Struggles with syncing big databases and caches

Published on 2020-06-10

When working on a project I want my local environment to be very similar to production systems. This means that I prefer to download these databases regularly. But sometimes they are sooo huge and filled with stuff like sessions, caching I don't need. Now I must tackle this.

In this project the upstream database is multiple GBs. And I can only access it through a slow connection so it takes hours to download the thing!

My goal: sync databases from upstream to my local environment, without irrelevant and huge tables.

Step 1: Show me the big tables

Run SQL query for analysis

Thanks to: https://chartio.com/resources/tutorials/how-to-get-the-size-of-a-table-in-mysql/

SELECT

TABLE_NAME AS `Table`,

ROUND((DATA_LENGTH + INDEX_LENGTH) / 1024 / 1024) AS `Size (MB)`

FROM

information_schema.TABLES

WHERE

TABLE_SCHEMA = "database_name"

ORDER BY

(DATA_LENGTH + INDEX_LENGTH)
DESC;

Result

No doubts here: just a few tables I have to consider.

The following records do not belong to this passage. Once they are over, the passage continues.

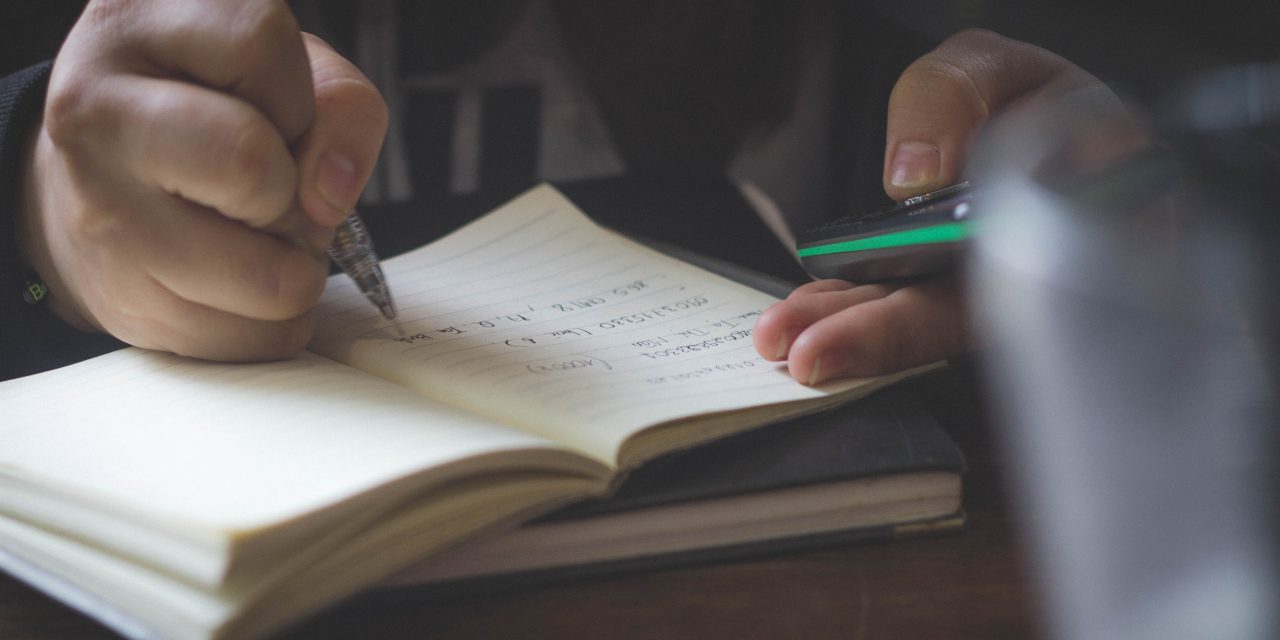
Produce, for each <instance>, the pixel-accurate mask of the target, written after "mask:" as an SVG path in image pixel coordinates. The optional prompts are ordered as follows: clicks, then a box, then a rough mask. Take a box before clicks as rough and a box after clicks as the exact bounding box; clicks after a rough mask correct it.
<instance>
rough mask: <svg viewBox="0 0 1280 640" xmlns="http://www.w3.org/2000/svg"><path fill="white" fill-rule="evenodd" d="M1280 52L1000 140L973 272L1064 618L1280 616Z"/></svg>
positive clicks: (975, 166)
mask: <svg viewBox="0 0 1280 640" xmlns="http://www.w3.org/2000/svg"><path fill="white" fill-rule="evenodd" d="M1276 123H1280V67H1265V65H1260V67H1249V68H1243V69H1230V70H1226V72H1222V73H1220V74H1215V76H1212V77H1204V78H1201V79H1199V81H1197V82H1196V83H1192V84H1190V86H1189V87H1188V88H1187V90H1185V91H1181V92H1178V93H1174V95H1172V97H1170V100H1169V102H1167V105H1166V108H1165V110H1164V111H1160V113H1156V114H1151V115H1148V116H1144V118H1140V119H1139V118H1135V116H1133V115H1130V114H1129V113H1126V111H1125V109H1123V108H1121V105H1120V104H1119V102H1117V101H1116V100H1115V99H1114V96H1110V95H1108V93H1105V92H1096V91H1088V92H1078V93H1074V95H1070V96H1065V97H1062V99H1061V100H1056V101H1051V102H1041V104H1036V105H1027V106H1025V108H1024V109H1021V110H1019V111H1016V113H1011V114H1007V115H1005V116H1002V118H1000V119H998V122H996V123H995V124H993V125H992V127H991V128H989V131H988V132H986V133H984V136H983V138H982V140H980V141H979V145H978V151H977V154H975V159H974V160H973V163H972V179H973V182H974V183H975V184H977V186H978V188H979V189H982V192H980V196H979V198H980V200H979V205H978V211H979V215H978V216H975V224H978V225H979V227H978V228H977V230H975V234H974V236H975V246H974V251H973V255H972V261H970V269H969V276H970V282H972V287H973V292H974V297H975V302H974V314H975V326H978V328H979V330H980V332H982V333H983V338H984V340H986V344H987V347H988V348H987V353H988V356H989V365H991V366H989V370H991V375H992V385H991V387H992V389H993V390H995V393H996V394H997V410H998V411H1000V417H1001V424H1002V426H1004V428H1005V429H1004V431H1002V433H1004V435H1005V438H1004V443H1005V445H1006V447H1005V453H1006V454H1007V460H1009V462H1010V466H1011V468H1012V471H1014V474H1012V475H1011V480H1012V483H1014V488H1012V489H1014V495H1015V498H1016V499H1018V500H1019V502H1020V504H1021V506H1023V507H1025V509H1024V512H1025V513H1027V515H1028V516H1029V517H1030V527H1029V534H1030V547H1032V550H1033V562H1034V564H1036V570H1037V575H1038V576H1039V577H1041V579H1042V585H1043V590H1042V591H1043V594H1044V595H1046V598H1047V602H1046V604H1047V609H1048V611H1047V613H1048V617H1050V631H1051V634H1052V635H1053V636H1055V637H1061V639H1073V640H1074V639H1088V640H1105V639H1132V640H1143V639H1152V640H1155V639H1160V640H1170V639H1172V640H1178V639H1242V640H1243V639H1249V640H1252V639H1258V640H1270V639H1275V637H1280V623H1277V608H1280V579H1277V573H1280V571H1277V566H1280V563H1277V549H1280V526H1277V517H1276V512H1277V503H1280V492H1277V481H1276V479H1277V475H1280V465H1277V453H1280V444H1277V442H1280V440H1277V430H1280V411H1277V406H1276V389H1277V388H1280V385H1277V372H1280V371H1277V362H1280V357H1277V351H1276V344H1277V325H1280V323H1277V320H1280V319H1277V316H1276V311H1275V310H1276V303H1275V300H1276V298H1277V297H1280V268H1277V264H1280V262H1277V257H1276V256H1277V255H1280V233H1277V221H1280V156H1277V155H1276V154H1275V151H1274V150H1271V148H1268V147H1267V146H1266V145H1265V143H1262V142H1265V141H1266V138H1267V136H1270V134H1271V133H1274V131H1275V129H1274V127H1275V124H1276Z"/></svg>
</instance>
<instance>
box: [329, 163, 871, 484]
mask: <svg viewBox="0 0 1280 640" xmlns="http://www.w3.org/2000/svg"><path fill="white" fill-rule="evenodd" d="M726 233H732V229H726ZM383 269H384V270H385V273H387V276H388V280H389V283H390V288H392V292H393V294H394V296H396V301H397V305H398V307H399V317H398V323H399V326H398V328H397V326H396V325H394V324H393V323H389V321H387V320H384V319H383V317H381V316H380V315H378V312H376V310H374V307H372V306H371V305H370V303H369V302H367V301H366V300H365V298H364V297H362V296H361V294H360V293H358V292H357V291H356V288H355V287H353V285H352V284H351V283H349V282H348V280H347V279H346V278H342V276H334V278H332V279H330V282H329V287H328V289H326V292H325V296H324V297H323V300H321V302H320V307H319V311H317V314H316V319H317V333H316V338H315V339H314V340H312V343H311V347H310V348H311V349H312V351H316V352H319V353H323V355H325V356H329V357H333V358H334V360H338V361H342V362H348V364H351V365H353V366H356V367H357V369H361V370H365V371H369V372H372V374H375V375H379V376H381V378H387V379H389V380H393V381H397V383H399V384H403V385H406V387H410V388H412V389H416V390H419V392H420V393H422V394H426V396H433V397H438V398H442V399H444V401H447V402H453V403H457V404H460V406H463V407H466V408H467V410H470V411H474V412H476V413H480V415H485V416H489V417H492V419H494V420H495V421H500V422H504V424H511V425H515V426H520V428H522V429H526V430H530V431H535V433H539V434H543V435H547V436H549V438H552V439H556V440H559V442H563V443H566V444H570V445H573V447H577V448H580V449H581V451H584V452H586V453H589V454H593V456H595V457H598V458H599V460H602V461H604V462H609V463H612V462H613V461H614V457H616V453H617V448H618V445H620V444H621V443H622V442H623V440H625V439H626V438H627V436H628V435H631V434H632V433H636V431H639V430H640V429H643V428H644V426H648V425H653V424H658V422H664V421H668V420H672V419H677V417H684V416H691V415H698V413H705V412H714V411H723V410H732V408H741V407H750V406H755V404H763V403H772V402H781V401H791V399H801V398H813V397H820V396H827V394H828V393H829V392H831V389H828V390H818V389H813V388H808V387H805V385H801V384H799V383H796V381H795V380H792V379H791V378H790V376H788V375H787V374H786V371H785V370H783V367H782V366H780V365H776V364H771V362H767V361H764V360H763V358H760V357H759V356H758V355H756V353H755V348H754V347H753V343H751V330H753V325H754V323H755V319H756V316H759V314H760V312H762V311H763V310H764V308H765V307H767V306H768V305H771V303H772V302H774V298H773V297H771V296H767V294H764V293H760V292H756V291H754V289H750V288H748V287H744V285H741V284H737V283H733V282H731V280H727V279H724V278H721V276H718V275H714V274H710V273H708V271H704V270H701V269H698V268H695V266H692V265H687V264H685V262H682V261H678V260H675V259H671V257H668V256H664V255H662V253H658V252H655V251H652V250H648V248H645V247H643V246H640V244H637V243H635V242H632V241H628V239H626V238H622V237H621V236H618V234H616V233H613V232H609V230H607V229H603V228H600V227H598V225H596V224H595V223H593V221H591V220H589V219H588V218H586V216H585V215H584V214H582V212H581V211H579V210H577V209H576V207H575V206H573V205H572V204H571V202H570V201H567V200H566V198H564V197H563V196H561V195H559V192H557V191H556V189H554V188H552V187H548V186H543V187H538V188H535V189H532V191H530V192H527V193H526V195H524V196H521V197H520V198H517V200H515V201H512V202H511V204H508V205H506V206H503V207H502V209H498V210H495V211H493V212H492V214H489V215H486V216H484V218H481V219H480V220H476V221H475V223H472V224H470V225H467V227H465V228H462V229H460V230H458V232H456V233H454V234H452V236H449V237H445V238H443V239H440V241H438V242H435V243H433V244H429V246H426V247H422V248H419V250H416V251H413V252H410V253H406V255H403V256H398V257H396V259H392V260H388V261H385V262H384V264H383ZM856 384H858V383H845V384H844V385H842V387H841V388H847V387H850V385H856Z"/></svg>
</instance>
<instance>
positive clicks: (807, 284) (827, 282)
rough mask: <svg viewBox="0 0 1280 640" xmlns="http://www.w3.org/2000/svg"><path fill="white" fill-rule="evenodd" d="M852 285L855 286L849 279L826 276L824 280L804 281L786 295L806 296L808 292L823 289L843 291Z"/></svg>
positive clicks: (814, 292) (791, 290)
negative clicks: (829, 277) (803, 282)
mask: <svg viewBox="0 0 1280 640" xmlns="http://www.w3.org/2000/svg"><path fill="white" fill-rule="evenodd" d="M854 287H856V284H854V283H851V282H849V280H837V279H833V278H828V279H824V280H813V282H809V283H804V284H801V285H799V287H796V288H795V289H791V293H790V294H787V297H788V298H792V297H799V296H808V294H810V293H819V292H824V291H845V289H851V288H854Z"/></svg>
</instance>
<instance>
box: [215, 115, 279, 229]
mask: <svg viewBox="0 0 1280 640" xmlns="http://www.w3.org/2000/svg"><path fill="white" fill-rule="evenodd" d="M236 129H237V131H236V132H234V133H233V134H232V136H229V137H228V138H227V140H228V147H227V150H225V156H227V157H225V161H224V163H220V164H219V166H224V168H227V170H228V172H229V175H228V177H227V179H225V180H223V182H224V183H225V184H227V186H228V188H227V202H228V206H229V207H230V209H232V210H230V211H224V214H228V215H230V216H233V218H237V219H243V220H246V221H247V223H250V224H251V225H261V224H265V223H266V221H269V220H270V219H274V216H275V215H276V214H279V212H282V211H284V210H285V209H287V207H288V205H289V202H291V200H292V197H293V172H294V168H293V166H292V164H289V163H282V160H280V155H279V154H278V152H276V151H278V150H276V147H275V141H276V136H275V131H274V129H271V128H270V127H268V125H266V124H265V123H262V122H260V120H259V119H256V118H246V119H244V122H242V123H239V124H238V125H237V127H236Z"/></svg>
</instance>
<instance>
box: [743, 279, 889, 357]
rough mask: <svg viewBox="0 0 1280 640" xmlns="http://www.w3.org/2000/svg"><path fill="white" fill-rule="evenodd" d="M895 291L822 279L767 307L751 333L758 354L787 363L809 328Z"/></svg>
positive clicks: (885, 287)
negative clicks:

Step 2: Create a script that downloads the full database, without specific tables

So I use SequelPro on MacOs. In the sql-export interface I can choose per table to:

Include Schema (column S)
Include Content (column C)
Include DROP-TABLE (column D)

What is appropriate to do? I am gonna select all tables, but uncheck 'content' in the export-interface.

I am doing this for all tables that are too big for me to download or irrelevant. In this case 'watchdog' and all cache tables.

Save export-settings so you can re-use them again

This is a feature in SequelPro. On the export-dialog right-top there is a 'save' functionality.

Step 3: import on my local database

Yes I am a happy man now. The export went well. I took just a few minutes (goes through a bunch of ssh-tunnels).
The export-file (.sql.gz) was just 1.6 MB in size and not multiple GB.
The import went extremly fast (seconds). And it also created the cache tables and watchdog tables, but empty (perfectly fine).